Il 4 ottobre torna dunque ad essere festa nazionale, non come semplice aggiunta al calendario, ma come monito politico e culturale che parla all’Italia di oggi, riportando al centro una figura iconica e complessa, appartenente tanto alla tradizione cristiana quanto al patrimonio civile; una presenza capace di interrogare la nostra identità collettiva e di stimolare la memoria in un tempo smemorato. Questa festa non nasce dal nulla. Nel 1958 fu istituita come solennità civile (senza giorno di vacanza); nel 1977, in piena stagione di austerità seguita alla crisi petrolifera, ne furono soppressi gli effetti sull’orario lavorativo. Nel 2005 divenne anche Giornata della pace, della fraternità e del dialogo.

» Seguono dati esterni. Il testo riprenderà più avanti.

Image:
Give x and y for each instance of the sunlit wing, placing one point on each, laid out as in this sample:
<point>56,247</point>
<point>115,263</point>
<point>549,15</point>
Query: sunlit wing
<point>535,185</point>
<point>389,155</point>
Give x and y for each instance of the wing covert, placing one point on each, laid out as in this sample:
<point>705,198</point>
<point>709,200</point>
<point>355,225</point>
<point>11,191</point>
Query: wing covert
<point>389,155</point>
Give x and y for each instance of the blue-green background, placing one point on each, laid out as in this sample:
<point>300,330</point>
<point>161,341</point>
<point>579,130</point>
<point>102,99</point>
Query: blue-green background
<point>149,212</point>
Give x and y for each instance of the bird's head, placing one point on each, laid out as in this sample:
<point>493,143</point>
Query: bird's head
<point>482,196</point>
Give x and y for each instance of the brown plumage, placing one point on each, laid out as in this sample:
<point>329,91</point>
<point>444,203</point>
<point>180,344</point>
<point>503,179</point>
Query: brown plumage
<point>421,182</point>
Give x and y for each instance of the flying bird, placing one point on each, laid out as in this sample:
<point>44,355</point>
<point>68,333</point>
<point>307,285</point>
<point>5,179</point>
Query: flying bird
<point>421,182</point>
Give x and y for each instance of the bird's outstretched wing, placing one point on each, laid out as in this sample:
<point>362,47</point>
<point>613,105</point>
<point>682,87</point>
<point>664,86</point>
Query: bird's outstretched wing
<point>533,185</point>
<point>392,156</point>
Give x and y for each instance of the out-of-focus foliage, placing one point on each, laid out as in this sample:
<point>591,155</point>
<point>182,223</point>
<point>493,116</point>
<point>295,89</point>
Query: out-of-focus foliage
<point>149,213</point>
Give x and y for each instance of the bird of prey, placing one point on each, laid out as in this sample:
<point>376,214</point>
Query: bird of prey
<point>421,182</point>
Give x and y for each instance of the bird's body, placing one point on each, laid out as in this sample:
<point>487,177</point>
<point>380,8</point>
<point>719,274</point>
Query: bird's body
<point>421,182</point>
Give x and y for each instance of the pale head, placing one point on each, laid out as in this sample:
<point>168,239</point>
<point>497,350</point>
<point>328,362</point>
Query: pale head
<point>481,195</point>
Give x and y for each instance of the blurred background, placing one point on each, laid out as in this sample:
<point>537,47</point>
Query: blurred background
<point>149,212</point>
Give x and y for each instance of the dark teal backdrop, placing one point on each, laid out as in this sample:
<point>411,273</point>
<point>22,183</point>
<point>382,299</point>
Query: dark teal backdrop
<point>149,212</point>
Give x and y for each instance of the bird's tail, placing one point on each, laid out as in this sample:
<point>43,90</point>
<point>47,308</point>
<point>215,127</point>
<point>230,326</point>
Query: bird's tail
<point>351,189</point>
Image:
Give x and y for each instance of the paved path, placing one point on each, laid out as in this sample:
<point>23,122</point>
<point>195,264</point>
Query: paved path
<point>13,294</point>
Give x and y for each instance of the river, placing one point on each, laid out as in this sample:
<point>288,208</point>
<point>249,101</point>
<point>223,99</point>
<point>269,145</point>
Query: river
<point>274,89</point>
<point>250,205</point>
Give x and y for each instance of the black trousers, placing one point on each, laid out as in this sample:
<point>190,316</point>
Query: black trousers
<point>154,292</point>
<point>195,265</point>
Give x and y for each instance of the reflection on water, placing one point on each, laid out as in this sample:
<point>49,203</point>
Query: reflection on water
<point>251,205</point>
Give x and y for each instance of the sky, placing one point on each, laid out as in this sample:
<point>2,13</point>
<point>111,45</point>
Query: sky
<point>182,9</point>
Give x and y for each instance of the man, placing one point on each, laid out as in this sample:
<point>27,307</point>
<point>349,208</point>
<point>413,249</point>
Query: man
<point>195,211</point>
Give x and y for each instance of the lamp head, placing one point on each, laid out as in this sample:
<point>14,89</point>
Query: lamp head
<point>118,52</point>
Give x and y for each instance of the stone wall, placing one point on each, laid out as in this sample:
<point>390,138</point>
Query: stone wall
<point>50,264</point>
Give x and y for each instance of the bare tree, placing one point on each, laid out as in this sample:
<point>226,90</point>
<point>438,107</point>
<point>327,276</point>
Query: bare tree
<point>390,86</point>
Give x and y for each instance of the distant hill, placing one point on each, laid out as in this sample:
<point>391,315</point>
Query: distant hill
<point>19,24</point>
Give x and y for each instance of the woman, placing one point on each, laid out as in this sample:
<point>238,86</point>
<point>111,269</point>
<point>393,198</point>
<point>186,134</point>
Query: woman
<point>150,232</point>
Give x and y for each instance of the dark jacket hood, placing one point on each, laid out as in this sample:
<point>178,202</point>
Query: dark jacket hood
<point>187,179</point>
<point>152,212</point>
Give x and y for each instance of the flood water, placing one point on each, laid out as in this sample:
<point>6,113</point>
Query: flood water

Oggi una nuova legge la riporta a festa nazionale, con prima applicazione dal 2026, e lo fa con una narrazione che insiste sulla dimensione “civica” di Francesco: fraternità universale, pace, custodia del creato.
No a mascotte identitaria
In un Paese attraversato da conflitti culturali e fragilità sociali, il santo di Assisi può diventare un collante valoriale ma proprio qui sta la vera sfida: non ridurre la sua figura a mascotte identitaria bensì riconoscerlo come patrimonio comune, di credenti e non credenti.
Negli ultimi mesi due libri hanno rilanciato la sua attualità. Aldo Cazzullo, con Francesco il primo italiano (HarperCollins), propone un racconto che unisce freschezza narrativa e visione storica: il santo come padre dell’umanesimo, inventore del presepe, primo poeta in volgare, uomo che restituisce all’Italia la sua parte migliore. Alessandro Barbero, con San Francesco (Laterza) ha invece scelto di scomporre le fonti offrendo un Francesco meno oleografico e più problematico: fragile e carismatico, scandaloso e insieme integratore, un uomo che la Chiesa dovette per certi versi “normalizzare” per non lasciarsi sfuggire dalle mani una rivoluzione nata da un moto autentico evangelico utile però a contenere quei movimenti pauperistici come i catari che erano considerati fenomeni, diremmo oggi, massimalisti e fondamentalisti e quindi una controparte rispetto alle gerarchie costituite. Al contrario, Francesco ha riformato ponendosi non extra ecclesiam ma dentro il tessuto della sua comunità; e questo suo essere “lievito” che fermenta la massa” (Mt 13,33) ci restituisce l’icona del vero riformatore, quella cioè di lavorare dal di dentro del sistema per rinnovarlo e riportarlo alla bellezza delle sue origini.
I due saggi offrono due approcci diversi ma complementari: Cazzullo evidenzia il mito che ci unisce, Barbero la complessità che ci impedisce di ridurlo a icona comoda.
Una festa a senso se…
Ripristinare il 4 ottobre non è questione di buste paga o di produttività, come pure ha provocatoriamente osservato Antonio Mastropasqua su questo giornale. Conta piuttosto il valore etico: una festa ha senso se diventa occasione di esercizio civile. Mense aperte, scuole che rileggano il Cantico delle creature in ecologia integrale concreta, città che pongano il sostegno ai poveri in cima all’agenda.
Francesco d’Assisi non accusava mai e non si poneva come controparte ma apriva nuove possibilità di senso. La sua attualità sta qui: ricordarci che la felicità non è accumulo di beni né consumo acritico di risorse, ma libertà di amare e di vivere senza calcolo. Un modello esistenziale paradossalmente urgente ieri come oggi.
La tentazione dell’appropriazione politica resta alta, in tempi di strumentalizzazione dei messaggi religiosi: è necessario vigilare perché nessuno “tiri per il saio” Francesco, ma si colga piuttosto l’orizzonte di senso che offre. La festa sarà autentica se abitata senza retorica mielosa e per questo sono godibili i saggi a cui ho accennato perchè ci offrono un Francesco attualissimo, sia con la leggerezza narrativa di Cazzullo che attraverso la serietà critica di Barbero. Entrambi ci consegnano non un santino ma un compagno di strada per ritrovare la perfetta letizia non nell’eccezionale, ma nell’umile ostinazione di restare umani.
E, come disse papa Francesco, per restare davvero fratelli tutti.